— Нет, теперь через три дня, у меня работа, — помедлив, решительно заявляет он.
Вы только посмотрите на него, думает сестра, как всегда, всю тяжесть перекладывает на меня. Он ничуть не изменился с детства — тогда он ревел по вечерам в ванной, боясь, что в глаза попадет мыло.
— Так все же как будет с документами в дом престарелых? — не отступает Андрей. — Ведь до осени надо отдать туда тетю Вику.
Голос у него хриплый, скучливый. Вот уж сколько лет он мечтает встать на ноги, освободиться от заботы о родственниках, устроить дом по вкусу, дать Нелли то, чего она заслуживает, иметь возможность спокойно работать по ночам. И вот, когда ему показалось, что все на мази, тут-то и начались эти ужасы… Все эти напасти.
— …последний раз мама сказала: тетя Вика права, что не хочет в приют… Все старики с их улицы живут у себя дома, она одна… ей и перед соседями, перед знакомыми стыдно… Все-таки Делькэ были людьми заметными, у них и свой магазинчик…
— Подумаешь, важность — лавка! Да если бы эту лавку у них не отняли, неизвестно еще, что бы тетя Вика с ней делала.
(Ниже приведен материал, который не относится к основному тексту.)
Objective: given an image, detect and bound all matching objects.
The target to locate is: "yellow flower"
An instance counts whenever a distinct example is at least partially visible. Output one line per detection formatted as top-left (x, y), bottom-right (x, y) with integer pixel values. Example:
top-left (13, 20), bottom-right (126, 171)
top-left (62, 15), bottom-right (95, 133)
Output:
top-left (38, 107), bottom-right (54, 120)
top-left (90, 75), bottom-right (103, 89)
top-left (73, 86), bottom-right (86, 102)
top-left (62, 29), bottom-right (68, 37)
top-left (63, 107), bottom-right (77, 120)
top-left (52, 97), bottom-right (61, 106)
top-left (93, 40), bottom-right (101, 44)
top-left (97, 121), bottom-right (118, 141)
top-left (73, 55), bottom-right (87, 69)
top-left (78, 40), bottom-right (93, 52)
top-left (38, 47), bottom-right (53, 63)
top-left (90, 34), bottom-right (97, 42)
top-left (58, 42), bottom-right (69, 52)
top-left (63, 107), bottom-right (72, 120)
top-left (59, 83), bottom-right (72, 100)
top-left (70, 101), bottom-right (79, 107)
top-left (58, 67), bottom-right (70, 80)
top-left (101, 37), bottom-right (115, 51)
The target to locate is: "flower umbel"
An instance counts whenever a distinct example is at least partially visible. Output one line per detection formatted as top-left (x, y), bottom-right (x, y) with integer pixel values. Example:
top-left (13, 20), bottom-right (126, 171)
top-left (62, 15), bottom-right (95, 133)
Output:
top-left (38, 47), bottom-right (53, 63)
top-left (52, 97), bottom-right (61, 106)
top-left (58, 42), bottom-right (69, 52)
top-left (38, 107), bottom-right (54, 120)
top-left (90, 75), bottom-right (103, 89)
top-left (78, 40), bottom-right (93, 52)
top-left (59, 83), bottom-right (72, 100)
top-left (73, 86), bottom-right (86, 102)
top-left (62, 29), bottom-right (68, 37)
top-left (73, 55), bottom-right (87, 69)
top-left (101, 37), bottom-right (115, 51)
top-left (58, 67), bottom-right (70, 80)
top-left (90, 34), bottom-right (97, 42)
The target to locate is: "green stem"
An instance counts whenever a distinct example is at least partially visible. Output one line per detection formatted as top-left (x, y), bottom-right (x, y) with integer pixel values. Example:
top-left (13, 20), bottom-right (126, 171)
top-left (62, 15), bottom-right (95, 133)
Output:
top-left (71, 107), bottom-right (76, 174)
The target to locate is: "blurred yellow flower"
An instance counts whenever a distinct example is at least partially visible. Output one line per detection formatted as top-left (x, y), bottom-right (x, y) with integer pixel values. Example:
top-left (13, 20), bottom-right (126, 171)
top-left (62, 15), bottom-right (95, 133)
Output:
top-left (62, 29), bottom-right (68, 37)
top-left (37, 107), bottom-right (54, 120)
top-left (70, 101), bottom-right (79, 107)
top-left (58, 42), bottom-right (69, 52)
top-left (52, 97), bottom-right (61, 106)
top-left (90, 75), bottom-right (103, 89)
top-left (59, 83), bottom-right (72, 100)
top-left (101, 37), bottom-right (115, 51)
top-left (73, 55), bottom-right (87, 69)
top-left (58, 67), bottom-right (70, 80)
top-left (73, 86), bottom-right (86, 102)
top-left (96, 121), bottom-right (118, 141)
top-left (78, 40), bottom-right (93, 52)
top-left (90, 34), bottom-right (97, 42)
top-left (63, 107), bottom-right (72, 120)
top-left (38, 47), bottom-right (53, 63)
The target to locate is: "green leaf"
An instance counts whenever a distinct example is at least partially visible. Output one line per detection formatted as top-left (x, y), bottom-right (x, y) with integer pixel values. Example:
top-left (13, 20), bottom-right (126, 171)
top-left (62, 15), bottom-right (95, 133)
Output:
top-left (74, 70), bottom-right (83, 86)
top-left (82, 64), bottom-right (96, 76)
Ты забываешь, какую она сейчас несет околесицу…
Романица прекрасно помнит их магазинчик и прилавок, под которым играла, и как чуть заметно покачивались весы. И тот вечер, когда ей дали большой пузатый мешок с зелеными купюрами.
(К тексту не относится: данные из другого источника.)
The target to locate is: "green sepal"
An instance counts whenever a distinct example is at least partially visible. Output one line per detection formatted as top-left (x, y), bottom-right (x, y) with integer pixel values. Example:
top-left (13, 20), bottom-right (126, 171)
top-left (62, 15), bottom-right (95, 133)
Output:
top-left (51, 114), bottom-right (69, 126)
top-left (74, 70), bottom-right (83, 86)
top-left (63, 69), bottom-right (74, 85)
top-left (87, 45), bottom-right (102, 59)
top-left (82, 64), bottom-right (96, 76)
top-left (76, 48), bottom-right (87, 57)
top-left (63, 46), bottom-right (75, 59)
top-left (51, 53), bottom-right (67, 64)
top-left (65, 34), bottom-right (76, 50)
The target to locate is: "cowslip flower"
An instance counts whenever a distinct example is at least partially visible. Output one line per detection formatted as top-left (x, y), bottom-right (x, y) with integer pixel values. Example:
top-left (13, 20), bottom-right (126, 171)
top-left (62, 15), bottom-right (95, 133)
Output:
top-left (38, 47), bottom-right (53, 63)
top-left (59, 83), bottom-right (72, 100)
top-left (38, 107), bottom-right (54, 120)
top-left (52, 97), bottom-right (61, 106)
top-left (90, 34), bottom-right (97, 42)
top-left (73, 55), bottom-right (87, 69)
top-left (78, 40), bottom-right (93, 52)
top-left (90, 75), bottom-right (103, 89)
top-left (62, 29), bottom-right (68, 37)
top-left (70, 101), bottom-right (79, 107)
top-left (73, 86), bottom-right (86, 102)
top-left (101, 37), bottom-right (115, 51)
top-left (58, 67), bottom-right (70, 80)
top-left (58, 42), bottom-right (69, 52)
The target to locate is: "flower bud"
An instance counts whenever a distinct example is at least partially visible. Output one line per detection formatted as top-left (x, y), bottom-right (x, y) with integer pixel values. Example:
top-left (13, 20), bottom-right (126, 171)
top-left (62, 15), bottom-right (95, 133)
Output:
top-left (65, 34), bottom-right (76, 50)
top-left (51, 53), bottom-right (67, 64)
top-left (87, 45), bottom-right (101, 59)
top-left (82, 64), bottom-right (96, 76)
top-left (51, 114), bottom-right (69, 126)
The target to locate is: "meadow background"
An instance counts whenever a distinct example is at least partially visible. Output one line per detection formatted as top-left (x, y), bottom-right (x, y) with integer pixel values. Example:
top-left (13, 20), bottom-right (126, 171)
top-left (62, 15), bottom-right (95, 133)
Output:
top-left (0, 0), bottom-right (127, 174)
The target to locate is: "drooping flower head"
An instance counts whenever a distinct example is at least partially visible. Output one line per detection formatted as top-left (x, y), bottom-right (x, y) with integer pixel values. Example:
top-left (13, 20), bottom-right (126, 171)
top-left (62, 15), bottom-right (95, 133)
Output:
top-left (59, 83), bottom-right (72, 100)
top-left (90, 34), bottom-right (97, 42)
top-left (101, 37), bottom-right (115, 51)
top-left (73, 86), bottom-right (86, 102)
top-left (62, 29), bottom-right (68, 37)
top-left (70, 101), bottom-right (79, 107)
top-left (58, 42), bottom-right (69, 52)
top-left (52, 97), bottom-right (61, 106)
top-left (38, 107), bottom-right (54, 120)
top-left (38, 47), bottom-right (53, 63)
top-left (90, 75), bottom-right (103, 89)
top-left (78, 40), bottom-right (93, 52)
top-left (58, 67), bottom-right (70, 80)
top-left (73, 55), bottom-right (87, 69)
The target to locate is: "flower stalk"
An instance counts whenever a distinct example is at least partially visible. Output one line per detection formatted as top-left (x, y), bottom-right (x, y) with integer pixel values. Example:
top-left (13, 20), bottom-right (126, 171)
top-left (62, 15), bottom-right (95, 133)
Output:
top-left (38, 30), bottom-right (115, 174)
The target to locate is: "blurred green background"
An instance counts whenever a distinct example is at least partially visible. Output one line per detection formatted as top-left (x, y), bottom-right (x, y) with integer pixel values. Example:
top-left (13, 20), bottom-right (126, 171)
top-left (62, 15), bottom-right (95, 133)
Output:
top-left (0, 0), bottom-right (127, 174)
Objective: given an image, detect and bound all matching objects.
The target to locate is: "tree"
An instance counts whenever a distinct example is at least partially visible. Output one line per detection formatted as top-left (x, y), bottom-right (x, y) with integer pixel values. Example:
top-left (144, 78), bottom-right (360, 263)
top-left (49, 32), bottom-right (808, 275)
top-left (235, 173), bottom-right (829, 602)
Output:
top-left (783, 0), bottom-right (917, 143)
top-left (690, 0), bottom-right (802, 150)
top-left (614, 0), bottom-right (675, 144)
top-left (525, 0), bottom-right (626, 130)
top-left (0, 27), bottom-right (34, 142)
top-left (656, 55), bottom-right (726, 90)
— Можешь играть сколько душе угодно, — сказал дядя Делькэ. — Теперь все, инфляция кончилась…
Мужчины шептались в углу, а тетя Вика причесывалась перед зеркалом: рядом с высокой фаянсовой кружкой, расписанной большими красными цветами, отражалось в зеркале ее свежее лицо, греческий нос, черные вьющиеся волосы — кто бы мог подумать, что их придется красить…
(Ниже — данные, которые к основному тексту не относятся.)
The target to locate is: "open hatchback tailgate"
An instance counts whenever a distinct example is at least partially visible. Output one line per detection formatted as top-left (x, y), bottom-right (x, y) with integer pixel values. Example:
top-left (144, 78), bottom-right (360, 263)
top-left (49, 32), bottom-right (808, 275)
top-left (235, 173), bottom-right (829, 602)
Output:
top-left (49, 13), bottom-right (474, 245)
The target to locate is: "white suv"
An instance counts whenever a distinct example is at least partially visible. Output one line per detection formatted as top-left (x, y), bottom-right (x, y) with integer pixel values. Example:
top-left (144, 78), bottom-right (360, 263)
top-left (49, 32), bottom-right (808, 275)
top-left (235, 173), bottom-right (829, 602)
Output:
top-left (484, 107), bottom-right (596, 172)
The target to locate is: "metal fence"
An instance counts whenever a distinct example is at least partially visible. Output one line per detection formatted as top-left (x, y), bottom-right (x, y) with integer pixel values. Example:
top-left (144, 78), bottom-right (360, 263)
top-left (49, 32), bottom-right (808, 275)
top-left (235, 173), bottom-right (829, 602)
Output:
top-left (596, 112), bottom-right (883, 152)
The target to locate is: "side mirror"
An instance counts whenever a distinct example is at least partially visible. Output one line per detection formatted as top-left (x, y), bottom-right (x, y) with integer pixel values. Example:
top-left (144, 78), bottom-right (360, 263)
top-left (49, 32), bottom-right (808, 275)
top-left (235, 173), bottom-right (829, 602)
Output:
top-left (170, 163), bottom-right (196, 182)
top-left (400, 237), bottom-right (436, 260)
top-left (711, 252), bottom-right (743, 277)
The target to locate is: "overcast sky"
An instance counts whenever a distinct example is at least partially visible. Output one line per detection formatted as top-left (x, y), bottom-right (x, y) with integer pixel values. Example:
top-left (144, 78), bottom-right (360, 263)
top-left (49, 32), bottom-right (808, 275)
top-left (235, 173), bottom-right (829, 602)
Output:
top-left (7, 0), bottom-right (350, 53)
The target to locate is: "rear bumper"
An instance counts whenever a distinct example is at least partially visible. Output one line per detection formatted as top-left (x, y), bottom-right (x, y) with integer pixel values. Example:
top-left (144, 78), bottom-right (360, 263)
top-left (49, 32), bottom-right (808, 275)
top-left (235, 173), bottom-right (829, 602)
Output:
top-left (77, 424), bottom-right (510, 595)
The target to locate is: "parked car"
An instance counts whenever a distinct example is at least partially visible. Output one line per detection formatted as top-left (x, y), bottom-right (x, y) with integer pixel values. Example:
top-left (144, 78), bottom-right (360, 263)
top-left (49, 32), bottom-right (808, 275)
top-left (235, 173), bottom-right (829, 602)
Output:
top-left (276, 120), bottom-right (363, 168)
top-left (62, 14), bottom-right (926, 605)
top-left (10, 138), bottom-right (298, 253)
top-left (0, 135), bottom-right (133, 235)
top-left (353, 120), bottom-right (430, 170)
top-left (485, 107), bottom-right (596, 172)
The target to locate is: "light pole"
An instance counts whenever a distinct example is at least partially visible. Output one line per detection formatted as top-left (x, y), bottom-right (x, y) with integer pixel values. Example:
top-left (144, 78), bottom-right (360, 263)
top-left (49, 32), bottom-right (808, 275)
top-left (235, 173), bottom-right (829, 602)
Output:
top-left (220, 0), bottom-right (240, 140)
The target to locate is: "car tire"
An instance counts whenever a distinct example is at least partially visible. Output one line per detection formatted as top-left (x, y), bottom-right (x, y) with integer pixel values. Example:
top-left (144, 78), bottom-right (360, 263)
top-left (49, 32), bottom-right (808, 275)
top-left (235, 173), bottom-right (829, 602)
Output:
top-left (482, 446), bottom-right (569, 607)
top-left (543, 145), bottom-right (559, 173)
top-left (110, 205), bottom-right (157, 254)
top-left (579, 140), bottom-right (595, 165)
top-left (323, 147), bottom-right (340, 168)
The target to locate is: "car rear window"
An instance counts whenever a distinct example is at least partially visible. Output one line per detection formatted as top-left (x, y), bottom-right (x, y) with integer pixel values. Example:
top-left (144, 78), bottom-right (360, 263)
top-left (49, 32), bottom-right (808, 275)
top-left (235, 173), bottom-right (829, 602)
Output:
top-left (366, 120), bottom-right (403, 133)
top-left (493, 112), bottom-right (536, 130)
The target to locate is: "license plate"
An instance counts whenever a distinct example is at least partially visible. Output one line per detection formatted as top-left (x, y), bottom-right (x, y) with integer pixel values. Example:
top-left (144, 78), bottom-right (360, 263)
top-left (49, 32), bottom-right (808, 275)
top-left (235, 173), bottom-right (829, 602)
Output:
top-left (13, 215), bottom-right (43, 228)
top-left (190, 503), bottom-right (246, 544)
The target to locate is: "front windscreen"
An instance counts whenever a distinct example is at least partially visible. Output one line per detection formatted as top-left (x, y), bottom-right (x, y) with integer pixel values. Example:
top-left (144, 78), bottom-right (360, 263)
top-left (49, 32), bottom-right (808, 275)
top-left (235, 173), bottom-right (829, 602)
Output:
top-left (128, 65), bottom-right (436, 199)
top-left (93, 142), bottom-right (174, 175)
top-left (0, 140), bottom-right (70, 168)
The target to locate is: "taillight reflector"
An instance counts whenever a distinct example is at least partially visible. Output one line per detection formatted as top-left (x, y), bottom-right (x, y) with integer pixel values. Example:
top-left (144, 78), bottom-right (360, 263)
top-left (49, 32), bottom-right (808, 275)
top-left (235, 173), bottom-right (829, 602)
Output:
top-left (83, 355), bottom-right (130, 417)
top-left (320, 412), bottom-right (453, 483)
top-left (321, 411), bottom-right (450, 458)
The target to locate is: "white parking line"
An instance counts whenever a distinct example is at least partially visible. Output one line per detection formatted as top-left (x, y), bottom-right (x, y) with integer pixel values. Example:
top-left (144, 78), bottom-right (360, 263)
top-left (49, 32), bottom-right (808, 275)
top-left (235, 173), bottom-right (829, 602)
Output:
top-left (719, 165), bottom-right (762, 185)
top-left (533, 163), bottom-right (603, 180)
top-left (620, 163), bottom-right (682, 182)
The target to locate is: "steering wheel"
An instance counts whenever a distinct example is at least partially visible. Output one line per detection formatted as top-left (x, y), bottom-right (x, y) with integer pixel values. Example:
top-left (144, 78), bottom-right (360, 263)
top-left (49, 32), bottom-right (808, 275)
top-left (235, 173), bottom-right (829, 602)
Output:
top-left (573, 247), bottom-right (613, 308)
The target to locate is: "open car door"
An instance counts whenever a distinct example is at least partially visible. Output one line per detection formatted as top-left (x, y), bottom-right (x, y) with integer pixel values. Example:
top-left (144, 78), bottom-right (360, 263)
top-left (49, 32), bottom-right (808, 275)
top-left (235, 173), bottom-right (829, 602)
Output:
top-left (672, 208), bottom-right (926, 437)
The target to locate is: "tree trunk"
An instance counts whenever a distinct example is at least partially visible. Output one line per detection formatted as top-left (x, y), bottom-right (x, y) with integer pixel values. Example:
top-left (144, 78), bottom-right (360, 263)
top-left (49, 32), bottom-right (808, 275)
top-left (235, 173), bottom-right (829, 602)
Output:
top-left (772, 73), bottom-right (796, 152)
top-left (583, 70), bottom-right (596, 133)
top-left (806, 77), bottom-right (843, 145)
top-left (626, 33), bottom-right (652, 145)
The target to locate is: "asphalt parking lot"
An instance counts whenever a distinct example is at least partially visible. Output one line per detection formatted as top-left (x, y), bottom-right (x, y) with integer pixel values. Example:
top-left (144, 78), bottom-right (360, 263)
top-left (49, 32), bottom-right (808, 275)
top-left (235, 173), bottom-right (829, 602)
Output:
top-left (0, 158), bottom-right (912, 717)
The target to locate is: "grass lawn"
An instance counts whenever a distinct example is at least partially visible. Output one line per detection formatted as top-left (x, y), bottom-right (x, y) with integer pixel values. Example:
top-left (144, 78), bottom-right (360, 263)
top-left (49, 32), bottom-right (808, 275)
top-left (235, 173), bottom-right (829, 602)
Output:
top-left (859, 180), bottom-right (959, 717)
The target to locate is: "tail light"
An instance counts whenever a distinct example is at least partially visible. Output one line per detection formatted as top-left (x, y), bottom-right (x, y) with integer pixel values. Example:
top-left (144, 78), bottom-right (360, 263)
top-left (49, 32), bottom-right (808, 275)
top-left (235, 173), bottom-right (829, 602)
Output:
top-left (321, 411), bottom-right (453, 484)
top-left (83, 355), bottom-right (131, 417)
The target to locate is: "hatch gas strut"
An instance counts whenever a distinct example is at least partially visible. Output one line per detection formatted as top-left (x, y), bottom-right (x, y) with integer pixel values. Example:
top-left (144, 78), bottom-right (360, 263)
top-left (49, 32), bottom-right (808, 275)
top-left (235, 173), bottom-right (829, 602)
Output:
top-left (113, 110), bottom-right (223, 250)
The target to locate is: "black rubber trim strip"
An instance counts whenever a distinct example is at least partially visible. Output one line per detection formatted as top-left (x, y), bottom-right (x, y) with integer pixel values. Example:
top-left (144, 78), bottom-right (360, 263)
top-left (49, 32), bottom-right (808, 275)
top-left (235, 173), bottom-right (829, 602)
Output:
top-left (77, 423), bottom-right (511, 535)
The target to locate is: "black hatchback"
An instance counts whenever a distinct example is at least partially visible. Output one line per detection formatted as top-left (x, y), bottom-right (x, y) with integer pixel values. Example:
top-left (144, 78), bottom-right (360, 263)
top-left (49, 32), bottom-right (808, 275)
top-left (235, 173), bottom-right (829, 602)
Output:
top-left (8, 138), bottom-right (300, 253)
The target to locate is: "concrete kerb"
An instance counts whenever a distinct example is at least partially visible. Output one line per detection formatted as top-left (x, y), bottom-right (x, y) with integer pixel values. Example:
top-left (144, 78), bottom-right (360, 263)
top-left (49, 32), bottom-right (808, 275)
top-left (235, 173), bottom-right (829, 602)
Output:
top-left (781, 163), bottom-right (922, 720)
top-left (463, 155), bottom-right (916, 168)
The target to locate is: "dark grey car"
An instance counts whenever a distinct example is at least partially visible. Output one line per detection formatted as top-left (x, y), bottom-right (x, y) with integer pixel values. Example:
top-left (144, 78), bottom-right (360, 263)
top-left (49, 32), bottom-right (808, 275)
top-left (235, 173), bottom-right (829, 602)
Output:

— Ты ведь не знаешь, какие они, эти заведения… Ты и не представляешь, до чего они жалкие… Она права, что слышать не хочет о доме престарелых…
— Скажи, — хрипло прерывает Андрей. Он судорожно ощупывает карманы — куда запропастились сигареты? — Скажи, ты можешь взять ее к себе?
— Ты же знаешь, что мне некуда… Знаешь, что пока…
— Тогда зачем все эти бесполезные разговоры? Разве ты не понимаешь, какую взваливаешь на себя ответственность?
— Да какая же ответственность?
— А такая: если с ней что случится — парализует или еще что, — ты возьмешь ее к себе и будешь за ней ухаживать… Вот и все, что ты пожимаешь плечами? Что было бы с дядей Делькэ, если бы он не умер через неделю? Это, понимаешь ли, легче всего — корчить из себя сердобольную, заявлять, что тебе, мол, жалко отдавать тетку в приют… А ответственности никакой на себя не брать…
— …он говорит, что я должна взять на себя ответственность, раз не хочу отправлять ее в приют…
Лето разразилось как-то вдруг: тропическая жара, потом ливни прорвали гнетущее небо. Прекратились дожди — и снова зной, точно лихорадка, охватившая бессильное тело. Пестрая крикливая толпа лишаями пятнает солнечные улицы.
Они жались в тени, на задворках, поближе к гаражу, чтобы спастись от зноя и от людских глаз; долгие годы они невольно искали тень, опасаясь ярко освещенных улиц, встречаясь в чужих квартирах.
— Ну как же ты-то можешь взять на себя?.. И хотела бы, да не сможешь…
В его голосе вежливое сочувствие и скука. Наверное, сказывается жара, давка в трамвае, усталость — за восемь рабочих часов он сумел проявить рвение, не позабыв и свои дела. Или, может, ему надоело приходить сюда ежедневно из сочувствия к ней и прогуливаться по тротуару перед больницей, засунув в карман тергалевого пиджака — слишком теплого по этакой жаре, изрядно поношенного, если смотреть на него при ярком свете, — две прочитанные и свернутые трубкой газеты.
— По-моему, это просто позор — запихивать ее в приют… Если бы ты знал, какая она была веселая и щедрая! Она на восемь лет старше мамы…
Снова семейные истории, как все это скучно, но нельзя подавать виду, он никогда не подает виду, если ему что-то не нравится. Он смотрит на нее внимательно, он ведь так хорошо, даже слишком хорошо знает каждую ее черточку. И все ее тело знает до мельчайших подробностей — когда-то она была очень тоненькая, впрочем, и сейчас толстой ее не назовешь. А как одета: точно студентка, точно всего года два назад приехала из провинции. И волосы все так же подстригает — под мальчишку — или завязывает сзади шнурком. Только что-то уж слишком много стало седых волос на висках и на макушке.